Each of the other units levies will come DOWN slightly.
How can you allow an extension and believe they dont have to have the new size registered? they would no be able to sell the unit until it is registered with the Deeds Office anyway
Butch
The ST Act is clear, if you add 20% by extension! the whole complex PQ must be recalculated. You have no choice. This is in ST act.
I read:
C. Section 24(6)(d) dealing with extensions of sections has been amended:
– first to make it clear that the 10% deviation threshold applies to the section being extended,
– second to provide that a land surveyor or architect rather than a conveyancer must certify the extent of the deviation where it is less than 10% and
– third to provide that where the deviation is more than 10 percent the conveyancer must give a certificate confirming that all mortgagees have consented to the registration of the sectional plan of extension
But it is still not clear what an extension is.

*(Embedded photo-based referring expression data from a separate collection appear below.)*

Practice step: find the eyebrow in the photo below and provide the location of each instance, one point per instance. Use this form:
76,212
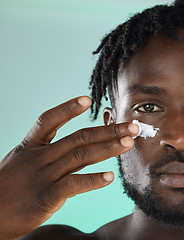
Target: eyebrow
153,90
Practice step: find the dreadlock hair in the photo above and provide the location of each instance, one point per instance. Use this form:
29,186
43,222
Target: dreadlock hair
123,42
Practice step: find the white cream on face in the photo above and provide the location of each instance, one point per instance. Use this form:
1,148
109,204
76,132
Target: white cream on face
145,130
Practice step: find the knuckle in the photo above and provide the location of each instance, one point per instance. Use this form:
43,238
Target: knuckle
83,136
109,145
80,154
91,180
116,130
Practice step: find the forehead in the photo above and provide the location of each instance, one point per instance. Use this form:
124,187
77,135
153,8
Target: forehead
160,61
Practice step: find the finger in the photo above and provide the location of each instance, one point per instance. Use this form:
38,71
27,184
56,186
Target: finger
91,135
73,184
44,129
82,156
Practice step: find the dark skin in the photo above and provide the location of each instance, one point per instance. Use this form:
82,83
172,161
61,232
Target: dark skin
160,64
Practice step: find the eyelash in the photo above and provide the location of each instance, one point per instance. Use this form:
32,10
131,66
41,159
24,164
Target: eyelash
158,109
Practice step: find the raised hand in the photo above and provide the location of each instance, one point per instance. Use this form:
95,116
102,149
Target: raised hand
37,176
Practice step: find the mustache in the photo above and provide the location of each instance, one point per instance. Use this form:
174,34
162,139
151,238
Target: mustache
172,157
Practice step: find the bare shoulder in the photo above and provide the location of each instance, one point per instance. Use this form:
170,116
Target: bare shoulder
58,232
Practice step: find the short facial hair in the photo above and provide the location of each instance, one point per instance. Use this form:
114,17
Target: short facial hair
149,201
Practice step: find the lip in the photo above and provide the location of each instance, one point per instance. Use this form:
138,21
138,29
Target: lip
172,168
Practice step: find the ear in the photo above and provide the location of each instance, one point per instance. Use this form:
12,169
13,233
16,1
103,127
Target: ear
108,116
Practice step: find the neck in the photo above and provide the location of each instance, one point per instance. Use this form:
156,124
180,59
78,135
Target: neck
144,227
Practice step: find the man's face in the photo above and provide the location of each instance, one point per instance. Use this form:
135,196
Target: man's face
151,89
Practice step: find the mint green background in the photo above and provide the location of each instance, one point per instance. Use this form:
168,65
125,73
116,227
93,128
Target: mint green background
45,59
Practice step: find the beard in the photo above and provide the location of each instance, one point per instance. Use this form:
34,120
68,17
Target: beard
149,200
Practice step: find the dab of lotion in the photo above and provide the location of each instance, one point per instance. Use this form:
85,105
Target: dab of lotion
145,130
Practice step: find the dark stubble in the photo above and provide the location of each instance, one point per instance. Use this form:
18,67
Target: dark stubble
150,202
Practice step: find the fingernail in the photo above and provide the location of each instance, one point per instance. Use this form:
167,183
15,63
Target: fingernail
108,176
84,101
126,141
133,128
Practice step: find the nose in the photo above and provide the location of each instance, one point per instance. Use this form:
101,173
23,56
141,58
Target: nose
173,135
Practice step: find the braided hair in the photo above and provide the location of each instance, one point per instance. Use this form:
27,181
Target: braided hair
123,42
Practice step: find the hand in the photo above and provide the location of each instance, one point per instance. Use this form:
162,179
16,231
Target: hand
37,176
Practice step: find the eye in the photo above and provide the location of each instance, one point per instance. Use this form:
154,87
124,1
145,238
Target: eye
149,108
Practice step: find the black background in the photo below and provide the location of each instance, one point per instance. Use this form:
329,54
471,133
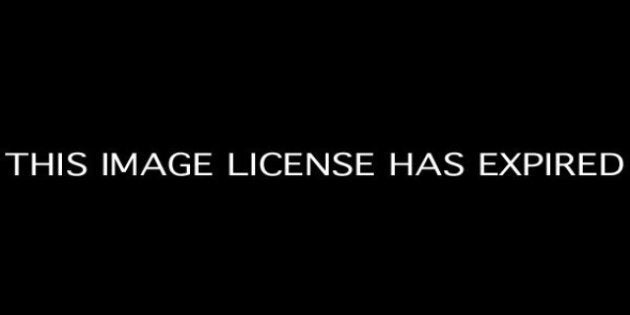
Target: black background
401,80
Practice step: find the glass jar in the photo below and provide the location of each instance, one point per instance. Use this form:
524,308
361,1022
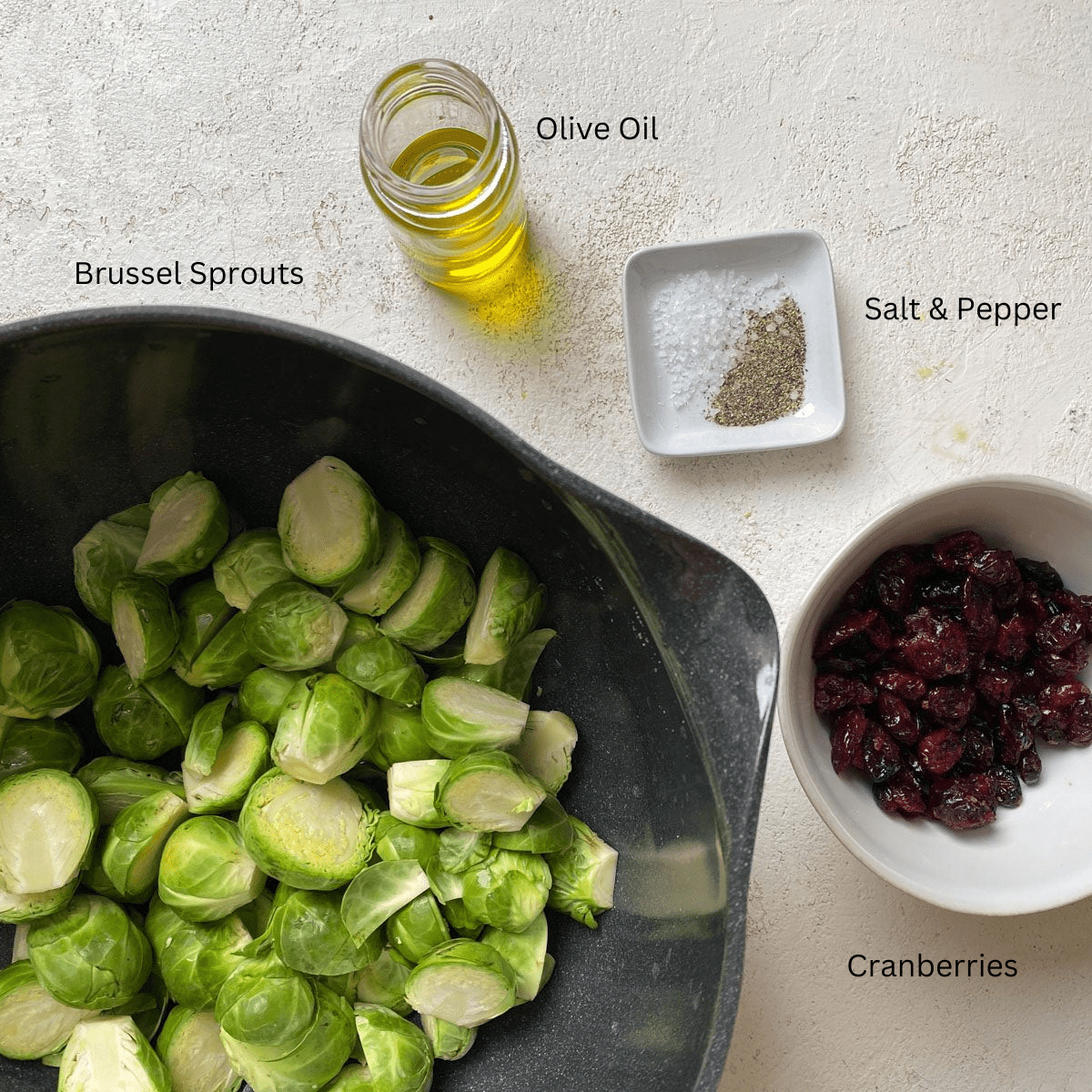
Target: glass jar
440,158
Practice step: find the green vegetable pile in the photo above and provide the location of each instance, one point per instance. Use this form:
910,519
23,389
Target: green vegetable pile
347,872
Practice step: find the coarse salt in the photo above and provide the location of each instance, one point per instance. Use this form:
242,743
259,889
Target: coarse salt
698,322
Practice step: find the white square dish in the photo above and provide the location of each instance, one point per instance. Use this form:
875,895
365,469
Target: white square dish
802,261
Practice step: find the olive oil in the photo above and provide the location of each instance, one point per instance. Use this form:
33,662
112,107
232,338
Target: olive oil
440,157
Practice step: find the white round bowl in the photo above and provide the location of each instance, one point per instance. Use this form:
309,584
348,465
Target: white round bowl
1036,856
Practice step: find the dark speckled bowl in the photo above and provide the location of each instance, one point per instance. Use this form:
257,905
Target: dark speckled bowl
666,655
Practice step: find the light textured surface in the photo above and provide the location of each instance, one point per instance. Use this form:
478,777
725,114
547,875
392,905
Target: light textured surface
942,150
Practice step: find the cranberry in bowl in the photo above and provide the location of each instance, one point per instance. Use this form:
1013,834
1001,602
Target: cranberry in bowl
937,661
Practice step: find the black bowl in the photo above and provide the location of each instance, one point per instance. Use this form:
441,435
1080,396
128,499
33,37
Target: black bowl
666,655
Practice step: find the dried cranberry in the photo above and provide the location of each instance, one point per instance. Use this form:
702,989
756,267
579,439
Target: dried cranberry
956,551
900,796
965,803
834,693
938,752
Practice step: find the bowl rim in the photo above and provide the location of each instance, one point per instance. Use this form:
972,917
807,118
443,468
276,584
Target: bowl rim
795,658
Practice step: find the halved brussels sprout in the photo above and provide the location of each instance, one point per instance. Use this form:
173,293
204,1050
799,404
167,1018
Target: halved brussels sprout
106,552
189,1046
375,589
90,955
385,667
310,937
47,828
508,890
463,982
206,872
48,660
462,716
410,791
146,626
437,603
189,525
33,745
509,602
136,840
487,791
117,782
329,522
545,748
377,891
143,720
249,563
312,836
33,1022
397,1052
110,1053
316,1060
583,875
293,627
328,724
241,758
195,958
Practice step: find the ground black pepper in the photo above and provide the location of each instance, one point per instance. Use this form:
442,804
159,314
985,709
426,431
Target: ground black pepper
767,381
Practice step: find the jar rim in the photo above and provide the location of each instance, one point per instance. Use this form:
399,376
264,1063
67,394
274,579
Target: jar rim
397,90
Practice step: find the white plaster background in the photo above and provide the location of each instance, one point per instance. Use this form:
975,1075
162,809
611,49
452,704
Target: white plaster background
940,148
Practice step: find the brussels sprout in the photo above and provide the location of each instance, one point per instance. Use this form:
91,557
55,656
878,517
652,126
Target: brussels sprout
33,1024
328,724
509,602
386,667
143,720
549,830
136,840
241,758
401,841
462,716
106,552
410,790
583,875
47,828
487,791
293,627
33,745
378,891
195,958
110,1053
25,907
189,1046
418,927
48,661
249,563
115,784
317,1059
312,836
508,890
399,735
545,748
397,1052
206,872
146,626
267,1005
329,522
437,603
524,953
90,955
463,982
263,693
189,525
310,937
374,590
383,982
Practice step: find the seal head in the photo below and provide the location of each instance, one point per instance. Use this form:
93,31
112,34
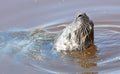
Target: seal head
79,35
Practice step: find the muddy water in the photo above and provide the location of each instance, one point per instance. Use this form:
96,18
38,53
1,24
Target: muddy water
25,48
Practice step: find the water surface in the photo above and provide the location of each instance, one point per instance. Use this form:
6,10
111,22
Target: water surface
26,47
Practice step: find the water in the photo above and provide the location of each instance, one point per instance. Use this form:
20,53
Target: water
26,47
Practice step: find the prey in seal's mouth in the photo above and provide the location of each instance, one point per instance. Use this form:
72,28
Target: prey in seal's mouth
77,36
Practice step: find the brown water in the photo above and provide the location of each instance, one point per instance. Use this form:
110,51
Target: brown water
21,51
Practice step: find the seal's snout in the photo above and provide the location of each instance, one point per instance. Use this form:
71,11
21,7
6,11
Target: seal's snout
82,18
77,36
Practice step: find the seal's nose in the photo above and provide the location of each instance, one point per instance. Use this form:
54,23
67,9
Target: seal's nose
80,15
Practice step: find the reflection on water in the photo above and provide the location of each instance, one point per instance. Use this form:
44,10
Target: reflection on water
34,47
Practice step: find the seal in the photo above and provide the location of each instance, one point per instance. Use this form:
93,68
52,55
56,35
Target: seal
77,36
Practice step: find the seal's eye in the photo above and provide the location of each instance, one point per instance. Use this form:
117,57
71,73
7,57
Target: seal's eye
80,15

Yes, we also have a owner in our subtitle scheme who build himself what he called a patio. Including an expensive braai. The structure are an extension from his living room into the exclusive garden area, with extending his unit floor area with about 18 square meters. The braai chimney were fitted on the roof of the patio, not on top of the required roof of the head building. The trustees only gave permission to the structure with no braai and with certain conditions referring to the subtitle law. Now, three years later, we still struggle to get him to complete his commitment to section 24 – 25 of the subtitle law. We succeed that he finally remove his braai, but what is very bad for us trustees in this case, our Agent Manager are not very helpful to urge the owner to complete his commitment. According to the Surveyor-General who have to submit a new draft of the sectional plan, the owner are obliged to pay levy of the new extension.(There are no exemptions of 10% to the extension of living area to be considered by law.) The Trustees wrote letters upon letters to this owner, with no success. We need advice with this stubborn owner and who are responsible for cost if we decide to send him attorney letters?
However, since an owner may increase his/her living or liveable area by a maximum of 10% of the area of his/her unit without incurring an increase in levy, an extension of living space may be considered (in my case that would be a further 12.2 square meters).
forwarded: Murray Bennett replied on Fri, 25 Apr 2014
The entire PQ for the complex has to be recalculated including the extension [total of all areas is 100% – each units PQ to then be recalculated to four decimal points] and the owner must pay the revised amount due.
You have to take the full 22.5% extra. This is clear under ST Act.